Pour nada
Catégorie : Global
Thèmes : ArchivesResistances
Lieux : Rennes
Cette prise de position s’adresse plus particulièrement au collectif NADA, même si elle peut bien sûr intéresser de nombreux autres lecteurs. Si nous nous adressons à vous par ce biais « détourné » c’est parce qu’après avoir lu sur Internet le tract « Révoltes et chaos dans le capital » nous n’avons pas trouvé d’autre moyen d’entrer directement en contact avec vous. Nous espérons que par ce biais, notre prise de position vous parviendra, et qu’une discussion pourra s’engager. Nous voulons exprimer notre accord avec les soucis et les insistances que vous développez dans ce tract.
Nous partageons votre opinion qui situe l’origine des émeutes et leurs racines profondes dans la crise économique irrémédiable du capital et donc qui souligne la responsabilité du système capitaliste lui-même :
« Cette révolte rappelle que depuis 25 ans, les réformistes, les partis de gauche, les républicains, n’ont jamais eu de solutions que des rustines à la roue du Capital ! Or, où que nous habitions, nous subissons le même rapport social destructeur, en tant que salariés. Nous encaissons la liquidation croissante des compromis ou des acquis des luttes sociales passées. Aujourd’hui ce système planétaire poursuit ses dégâts de la Chine à la Nouvelle-Orléans en passant par la « Françafrique », l’Amérique latine… Mais le capitalisme a du plomb dans l’aile, aux dires même de ses grands prêtres, économistes ou dirigeants d’entreprises multinationales. C’est de cela qu’il est temps de parler à nouveau. (…) les recettes de Keynes pour sauver le capitalisme ont épuisé tout leur suc depuis 30 ans ! L’accroissement historique énorme des appareils d’Etat est l’éternelle Solution des sociaux-démocrates rivaux, de tous poils (fascistes, trotskystes, maoïstes, Attac, etc. ) ; mais l’intervention d’un soi-disant « Etat populaire » ou « social » sert de béquille périodique au capitalisme, retardant seulement l’exacerbation de ses contradictions chaotiques. (…) Nos experts éminents énoncent dans leurs bouquins quelques réformes dont disposerait encore la « gouvernance » mondiale aux abois… Leurs incertitudes ne portent pas sur l’éventualité des prochaines crises majeures, mais sur leurs dates, sur le degré du chaos, l’ampleur des destructions. »

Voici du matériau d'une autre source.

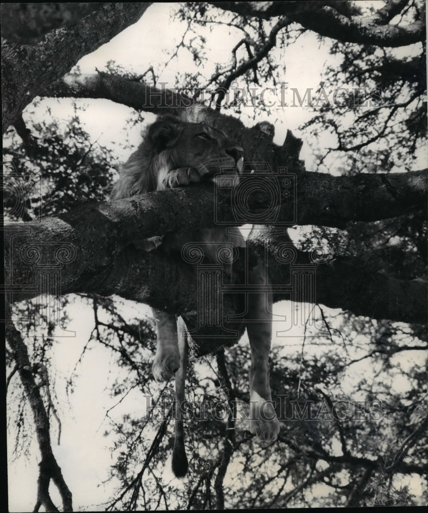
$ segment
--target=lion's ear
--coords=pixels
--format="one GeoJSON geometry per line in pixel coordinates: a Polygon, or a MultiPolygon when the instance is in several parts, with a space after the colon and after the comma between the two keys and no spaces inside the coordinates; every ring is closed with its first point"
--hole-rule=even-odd
{"type": "Polygon", "coordinates": [[[161,119],[150,126],[147,135],[156,153],[174,145],[178,136],[178,120],[174,123],[170,119],[161,119]]]}

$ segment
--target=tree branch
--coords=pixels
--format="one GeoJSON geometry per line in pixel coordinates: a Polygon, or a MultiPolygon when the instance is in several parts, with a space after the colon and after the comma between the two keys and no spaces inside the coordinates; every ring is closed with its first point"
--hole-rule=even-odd
{"type": "Polygon", "coordinates": [[[388,25],[389,16],[396,15],[404,8],[405,2],[395,2],[389,9],[384,8],[373,16],[346,15],[341,13],[339,3],[312,0],[312,2],[210,2],[225,10],[243,16],[265,19],[286,16],[320,35],[339,41],[380,47],[397,47],[424,41],[426,30],[424,14],[421,19],[404,26],[388,25]]]}
{"type": "Polygon", "coordinates": [[[6,322],[6,336],[13,351],[21,382],[33,412],[34,428],[42,456],[39,464],[37,496],[34,511],[37,511],[40,506],[43,506],[47,511],[58,511],[49,494],[51,480],[55,483],[59,492],[64,511],[72,511],[71,492],[67,485],[61,469],[53,455],[49,434],[49,420],[40,395],[39,389],[34,381],[31,371],[27,347],[21,333],[10,320],[6,322]]]}
{"type": "Polygon", "coordinates": [[[71,27],[51,31],[34,46],[3,48],[3,133],[24,109],[84,55],[136,22],[151,3],[107,3],[71,27]]]}

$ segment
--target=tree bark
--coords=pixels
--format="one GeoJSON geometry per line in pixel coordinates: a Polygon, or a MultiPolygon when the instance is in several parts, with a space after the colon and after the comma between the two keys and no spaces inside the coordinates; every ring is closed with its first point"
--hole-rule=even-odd
{"type": "MultiPolygon", "coordinates": [[[[188,231],[190,226],[194,229],[205,223],[212,226],[212,192],[209,206],[204,201],[209,193],[199,187],[159,191],[80,207],[62,220],[48,218],[7,228],[6,283],[11,300],[44,292],[118,294],[172,313],[194,315],[196,267],[166,254],[161,246],[146,253],[128,245],[170,230],[188,231]]],[[[253,234],[252,251],[258,253],[268,266],[272,283],[278,286],[275,301],[319,302],[378,319],[426,320],[424,283],[373,272],[355,259],[297,251],[288,240],[275,240],[273,229],[277,231],[270,228],[253,234]],[[292,274],[304,269],[314,277],[312,289],[294,290],[292,274]]],[[[241,311],[239,301],[233,294],[227,296],[225,318],[241,311]]]]}
{"type": "Polygon", "coordinates": [[[394,2],[394,8],[391,6],[389,9],[383,8],[372,16],[358,15],[351,13],[351,9],[342,14],[341,3],[325,0],[210,3],[243,16],[267,19],[277,16],[287,16],[320,35],[343,42],[396,48],[423,42],[426,37],[424,12],[421,15],[420,20],[404,26],[388,24],[390,17],[405,7],[402,2],[394,2]]]}
{"type": "Polygon", "coordinates": [[[136,22],[151,3],[107,3],[75,25],[52,31],[34,46],[3,48],[3,131],[53,82],[84,55],[136,22]]]}

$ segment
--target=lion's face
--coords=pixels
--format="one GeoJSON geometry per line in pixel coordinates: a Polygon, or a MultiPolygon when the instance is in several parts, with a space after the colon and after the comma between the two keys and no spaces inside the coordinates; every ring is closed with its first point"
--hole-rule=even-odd
{"type": "Polygon", "coordinates": [[[226,170],[240,173],[243,153],[239,145],[219,130],[164,116],[147,128],[142,142],[121,166],[111,198],[156,190],[160,173],[174,169],[193,168],[209,180],[226,170]]]}
{"type": "Polygon", "coordinates": [[[149,129],[155,151],[171,169],[191,167],[201,176],[242,170],[243,150],[220,130],[199,123],[161,120],[149,129]]]}

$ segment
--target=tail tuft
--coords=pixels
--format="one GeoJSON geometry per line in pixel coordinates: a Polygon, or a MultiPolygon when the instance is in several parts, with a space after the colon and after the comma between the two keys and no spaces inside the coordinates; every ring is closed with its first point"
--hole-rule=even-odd
{"type": "Polygon", "coordinates": [[[176,438],[172,450],[172,471],[176,478],[184,478],[187,473],[189,463],[186,455],[184,440],[180,437],[176,438]]]}

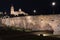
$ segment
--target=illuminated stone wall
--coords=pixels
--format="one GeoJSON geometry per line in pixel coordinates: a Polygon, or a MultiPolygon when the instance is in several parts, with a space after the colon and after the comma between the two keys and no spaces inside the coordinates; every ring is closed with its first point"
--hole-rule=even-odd
{"type": "Polygon", "coordinates": [[[60,15],[40,15],[5,18],[2,19],[2,24],[31,30],[54,30],[54,34],[60,34],[59,17],[60,15]]]}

Cette inquiétude de la bourgeoisie nous la retrouvons dans la tonalité des articles de la presse européenne sur les émeutes, même s’ils peuvent contenir quelques piques contre le « modèle social français » vanté en permanence par Chirac contre le « modèle libéral anglo-saxon ». C’est ainsi que, le 5 novembre, on pouvait lire, dans le quotidien espagnol La Vanguardia « Que personne ne se frotte les mains, les bourrasques de l’automne français pourraient être le prélude à un hiver européen ». Et il en est de même de la part des dirigeants politiques : « Nous ne devons pas penser que nous sommes tellement différents de Paris, c’est seulement une question de temps » (Romano Prodi, leader du centre gauche en Italie et ancien président de la Commission européenne). Cette inquiétude révèle que la classe dominante prend conscience de sa propre faillite. Même dans les pays où des « politiques sociales » ont traité de façon différente les problèmes liés à l’intégration des immigrés, elle est confrontée à des difficultés qu’elle ne peut pas résoudre parce qu’elles découlent de la crise économique insurmontable à laquelle elle est confrontée depuis plus de trente ans.

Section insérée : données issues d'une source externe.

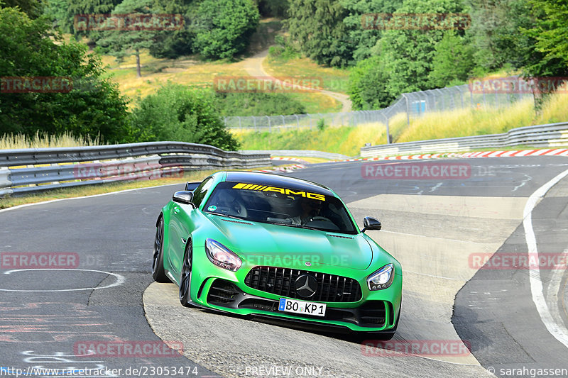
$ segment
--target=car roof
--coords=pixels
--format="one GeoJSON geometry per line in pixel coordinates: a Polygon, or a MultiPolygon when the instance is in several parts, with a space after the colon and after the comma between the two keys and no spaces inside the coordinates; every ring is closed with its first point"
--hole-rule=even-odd
{"type": "Polygon", "coordinates": [[[301,179],[296,179],[295,177],[271,173],[242,171],[227,172],[225,181],[270,185],[271,187],[307,191],[318,194],[335,196],[335,194],[324,185],[301,179]]]}

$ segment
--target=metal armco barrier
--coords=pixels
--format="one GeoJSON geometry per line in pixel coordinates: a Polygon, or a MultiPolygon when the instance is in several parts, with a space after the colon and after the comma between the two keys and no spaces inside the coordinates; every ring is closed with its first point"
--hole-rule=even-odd
{"type": "Polygon", "coordinates": [[[514,128],[503,134],[449,138],[433,140],[405,142],[361,148],[362,157],[415,155],[427,152],[457,152],[479,148],[568,146],[568,122],[514,128]]]}
{"type": "Polygon", "coordinates": [[[298,157],[321,157],[332,160],[349,159],[349,156],[334,152],[314,151],[313,150],[241,150],[244,154],[269,153],[271,156],[295,156],[298,157]]]}
{"type": "Polygon", "coordinates": [[[267,153],[207,145],[151,142],[0,150],[0,196],[116,181],[182,177],[184,171],[271,165],[267,153]]]}

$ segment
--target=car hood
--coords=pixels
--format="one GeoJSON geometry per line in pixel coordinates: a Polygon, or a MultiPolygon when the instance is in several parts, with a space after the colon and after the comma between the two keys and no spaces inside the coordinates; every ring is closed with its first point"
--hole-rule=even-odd
{"type": "Polygon", "coordinates": [[[207,218],[222,234],[220,239],[224,240],[218,241],[248,263],[297,269],[332,265],[363,270],[373,260],[373,250],[362,234],[339,234],[213,215],[207,218]]]}

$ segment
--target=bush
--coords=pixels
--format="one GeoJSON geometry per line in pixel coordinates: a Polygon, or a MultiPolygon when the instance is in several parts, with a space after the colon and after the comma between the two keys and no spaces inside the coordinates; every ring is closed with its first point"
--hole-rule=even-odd
{"type": "Polygon", "coordinates": [[[222,116],[303,114],[304,104],[281,93],[217,93],[222,116]]]}
{"type": "Polygon", "coordinates": [[[132,123],[140,142],[172,140],[238,149],[239,143],[216,109],[212,92],[168,83],[142,99],[132,112],[132,123]]]}

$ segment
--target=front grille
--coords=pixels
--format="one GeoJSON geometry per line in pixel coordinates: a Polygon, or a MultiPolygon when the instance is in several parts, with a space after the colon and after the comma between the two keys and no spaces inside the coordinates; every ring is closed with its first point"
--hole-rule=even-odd
{"type": "Polygon", "coordinates": [[[315,272],[275,267],[254,267],[246,274],[248,287],[276,295],[317,302],[356,302],[361,298],[359,283],[352,278],[315,272]],[[296,293],[296,279],[311,274],[317,280],[317,290],[308,299],[296,293]]]}

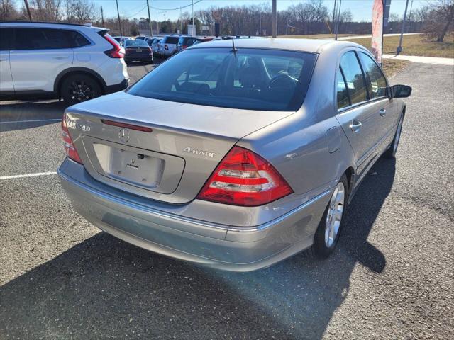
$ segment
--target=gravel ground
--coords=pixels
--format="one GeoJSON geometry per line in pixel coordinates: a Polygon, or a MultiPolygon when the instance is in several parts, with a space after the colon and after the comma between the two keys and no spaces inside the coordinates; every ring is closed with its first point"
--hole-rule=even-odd
{"type": "MultiPolygon", "coordinates": [[[[0,179],[0,339],[454,339],[453,69],[411,64],[392,80],[414,89],[398,157],[373,167],[324,261],[194,266],[99,232],[55,175],[0,179]]],[[[0,106],[0,176],[57,169],[57,123],[4,122],[62,110],[0,106]]]]}

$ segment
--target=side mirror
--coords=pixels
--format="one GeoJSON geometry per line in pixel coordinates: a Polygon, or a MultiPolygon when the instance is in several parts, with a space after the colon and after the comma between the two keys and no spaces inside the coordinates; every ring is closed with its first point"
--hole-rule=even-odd
{"type": "Polygon", "coordinates": [[[407,98],[411,94],[411,87],[408,85],[393,85],[391,88],[393,98],[407,98]]]}

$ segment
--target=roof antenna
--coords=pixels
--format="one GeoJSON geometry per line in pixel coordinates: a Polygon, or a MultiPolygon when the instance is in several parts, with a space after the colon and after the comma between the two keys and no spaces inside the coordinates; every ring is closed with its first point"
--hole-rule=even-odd
{"type": "Polygon", "coordinates": [[[232,50],[231,52],[233,52],[233,55],[235,55],[235,57],[236,58],[236,52],[238,52],[238,49],[235,47],[235,39],[232,39],[232,50]]]}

Les bonnes âmes de la bourgeoisie française, et même le gouvernement qui a surtout manié jusqu’à présent le bâton plutôt que la carotte, affirment qu’il faut « faire quelque chose » pour les quartiers défavorisés. On a annoncé la rénovation des cités lugubres dans lesquelles vivent les jeunes qui se révoltent. On préconise plus de travailleurs sociaux, plus de lieux de culture, de sport ou de loisir où les jeunes pourront s’occuper plutôt que d’aller brûler des voitures. Tous les politiciens sont d’accord pour reconnaître qu’une des causes du malaise actuel des jeunes provient du chômage considérable dont ils sont victimes (plus de 50% dans ces quartiers). Ceux de droite en appellent à de plus grandes facilités données aux entreprises pour s’installer dans ces secteurs (notamment une baisse de leurs impôts). Ceux de gauche réclament plus d’enseignants et d’éducateurs, de meilleures écoles. Mais ni l’une ni l’autre de ces politiques ne peut résoudre les problèmes qui se posent.

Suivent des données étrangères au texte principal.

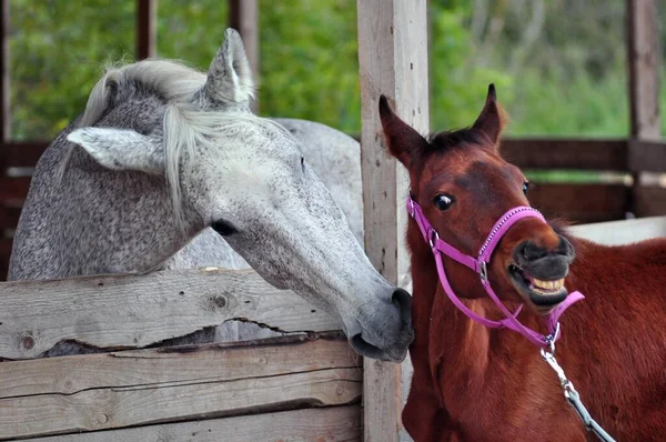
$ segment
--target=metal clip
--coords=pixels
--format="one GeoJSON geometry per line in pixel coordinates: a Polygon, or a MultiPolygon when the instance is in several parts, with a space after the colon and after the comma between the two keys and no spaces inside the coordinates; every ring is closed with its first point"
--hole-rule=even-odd
{"type": "Polygon", "coordinates": [[[546,342],[548,343],[549,350],[541,349],[541,354],[544,361],[551,365],[551,368],[557,373],[557,378],[559,378],[559,385],[562,386],[562,392],[566,398],[569,405],[576,411],[578,418],[583,421],[588,431],[592,431],[599,440],[605,442],[615,442],[615,440],[589,415],[589,412],[581,401],[581,396],[572,381],[566,378],[564,370],[555,360],[555,336],[559,332],[559,322],[555,329],[553,334],[546,336],[546,342]]]}

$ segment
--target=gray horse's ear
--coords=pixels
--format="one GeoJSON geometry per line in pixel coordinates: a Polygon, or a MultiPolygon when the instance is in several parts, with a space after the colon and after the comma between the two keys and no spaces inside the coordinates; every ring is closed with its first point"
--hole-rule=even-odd
{"type": "Polygon", "coordinates": [[[212,107],[246,103],[254,98],[250,61],[234,29],[224,32],[224,43],[211,62],[201,98],[212,107]]]}
{"type": "Polygon", "coordinates": [[[67,139],[108,169],[164,173],[160,143],[133,130],[82,128],[72,131],[67,139]]]}

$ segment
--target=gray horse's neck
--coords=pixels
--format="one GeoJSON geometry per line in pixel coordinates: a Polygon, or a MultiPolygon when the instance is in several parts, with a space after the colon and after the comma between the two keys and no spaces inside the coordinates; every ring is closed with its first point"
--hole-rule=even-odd
{"type": "MultiPolygon", "coordinates": [[[[141,115],[133,111],[137,103],[121,104],[98,125],[147,133],[160,127],[160,104],[142,101],[141,115]]],[[[104,169],[78,147],[69,157],[72,145],[64,137],[75,123],[37,165],[14,238],[11,280],[150,272],[204,228],[193,214],[185,217],[191,220],[185,232],[176,225],[163,177],[104,169]]]]}

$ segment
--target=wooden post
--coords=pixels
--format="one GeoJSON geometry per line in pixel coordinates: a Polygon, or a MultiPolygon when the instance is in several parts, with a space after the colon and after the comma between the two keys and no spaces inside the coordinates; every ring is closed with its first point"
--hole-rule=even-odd
{"type": "MultiPolygon", "coordinates": [[[[0,0],[0,144],[9,139],[9,0],[0,0]]],[[[2,170],[0,170],[0,174],[2,170]]]]}
{"type": "MultiPolygon", "coordinates": [[[[637,142],[659,140],[659,48],[657,0],[627,0],[627,56],[629,69],[629,162],[638,155],[637,142]]],[[[640,217],[638,201],[647,175],[634,172],[628,210],[640,217]]]]}
{"type": "MultiPolygon", "coordinates": [[[[229,0],[229,26],[241,34],[245,53],[252,68],[254,83],[259,88],[259,4],[258,0],[229,0]]],[[[259,111],[254,101],[253,110],[259,111]]]]}
{"type": "MultiPolygon", "coordinates": [[[[406,173],[385,151],[379,100],[420,132],[428,130],[427,1],[357,0],[362,99],[361,162],[365,251],[379,271],[401,282],[408,263],[404,245],[406,173]]],[[[365,359],[365,441],[397,441],[400,365],[365,359]]]]}
{"type": "Polygon", "coordinates": [[[659,139],[657,0],[627,0],[632,137],[659,139]]]}
{"type": "Polygon", "coordinates": [[[157,0],[137,1],[137,60],[157,54],[157,0]]]}

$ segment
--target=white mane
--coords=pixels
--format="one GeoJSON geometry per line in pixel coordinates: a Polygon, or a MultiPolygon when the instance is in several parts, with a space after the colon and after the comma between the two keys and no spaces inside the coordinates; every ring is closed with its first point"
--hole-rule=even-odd
{"type": "MultiPolygon", "coordinates": [[[[196,93],[205,81],[205,73],[173,60],[143,60],[108,68],[92,89],[78,124],[90,127],[99,121],[109,106],[111,88],[121,92],[133,83],[140,83],[168,101],[162,120],[165,177],[174,215],[183,233],[185,222],[180,180],[191,173],[190,160],[194,157],[196,147],[219,149],[222,144],[229,147],[233,143],[256,145],[268,143],[276,131],[295,142],[292,133],[282,125],[252,112],[202,109],[196,93]]],[[[67,159],[64,163],[67,164],[67,159]]]]}

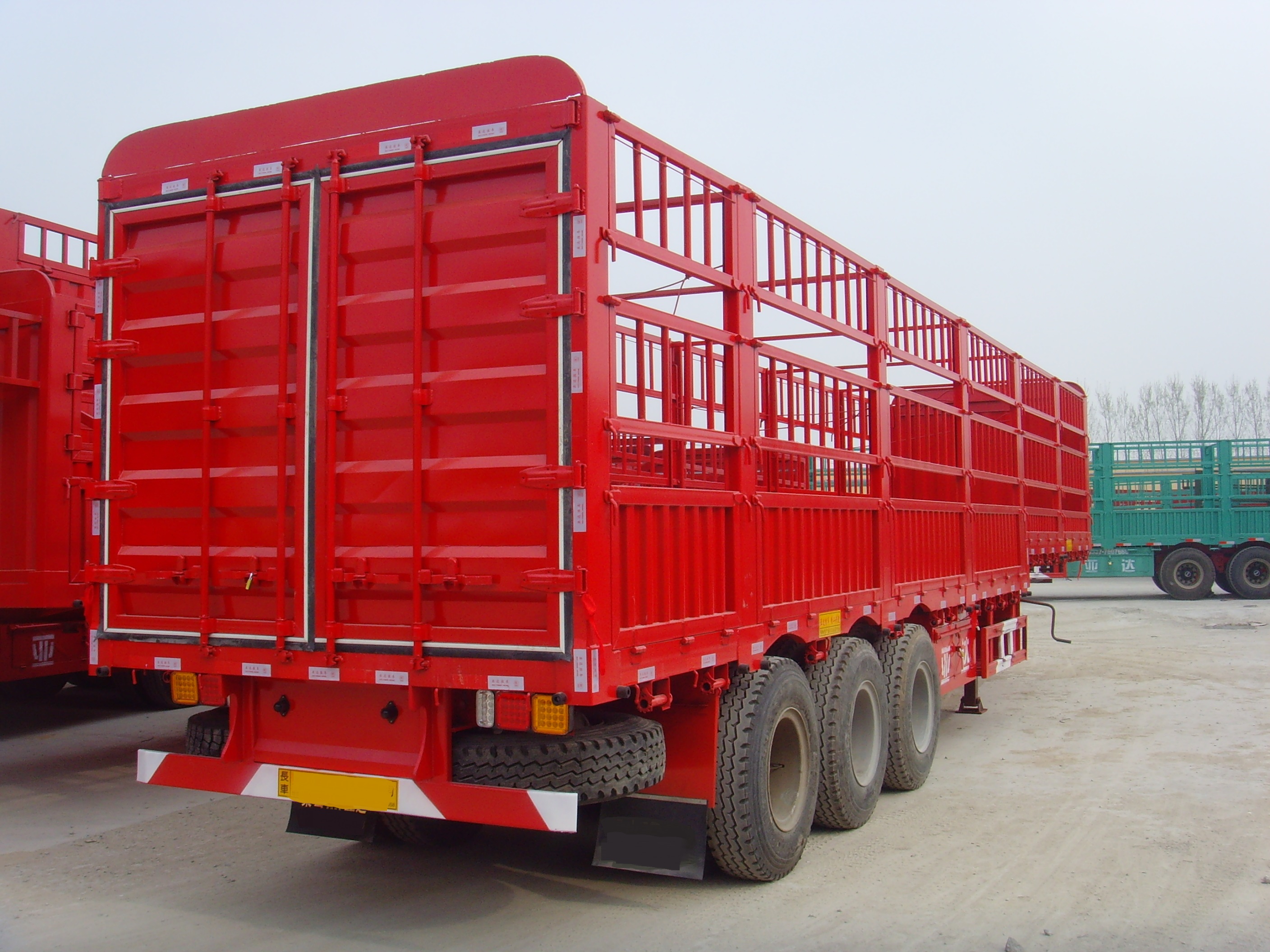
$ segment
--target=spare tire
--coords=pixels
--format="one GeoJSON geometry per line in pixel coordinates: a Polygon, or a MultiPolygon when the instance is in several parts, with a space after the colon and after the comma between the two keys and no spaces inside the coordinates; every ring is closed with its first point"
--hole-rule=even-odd
{"type": "MultiPolygon", "coordinates": [[[[582,713],[580,711],[578,713],[582,713]]],[[[573,734],[472,730],[455,735],[452,777],[518,790],[560,790],[594,803],[636,793],[665,774],[662,725],[629,713],[587,713],[573,734]]]]}
{"type": "Polygon", "coordinates": [[[199,711],[185,721],[185,753],[220,757],[230,736],[230,708],[199,711]]]}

Le chômage ne baissera pas parce qu’on installe une usine à tel endroit plutôt qu’à tel autre. Les besoins en éducateurs et autres travailleurs sociaux pour s’occuper des centaines de milliers de jeunes désespérés sont tels que le budget de l’État ne peut y faire face, un budget qui, dans tous les pays, ne cesse de toute façon de réduire l’ensemble des prestations « sociales » (santé, éducation, pensions de retraite, etc.) afin de garantir la compétitivité des entreprises nationales sur un marché mondial de plus en plus saturé. Et même s’il y avait beaucoup plus de « travailleurs sociaux », cela ne pourrait résoudre les contradictions fondamentales qui pèsent sur la société capitaliste dans son ensemble et qui sont à l’origine du malaise croissant dont souffre la jeunesse.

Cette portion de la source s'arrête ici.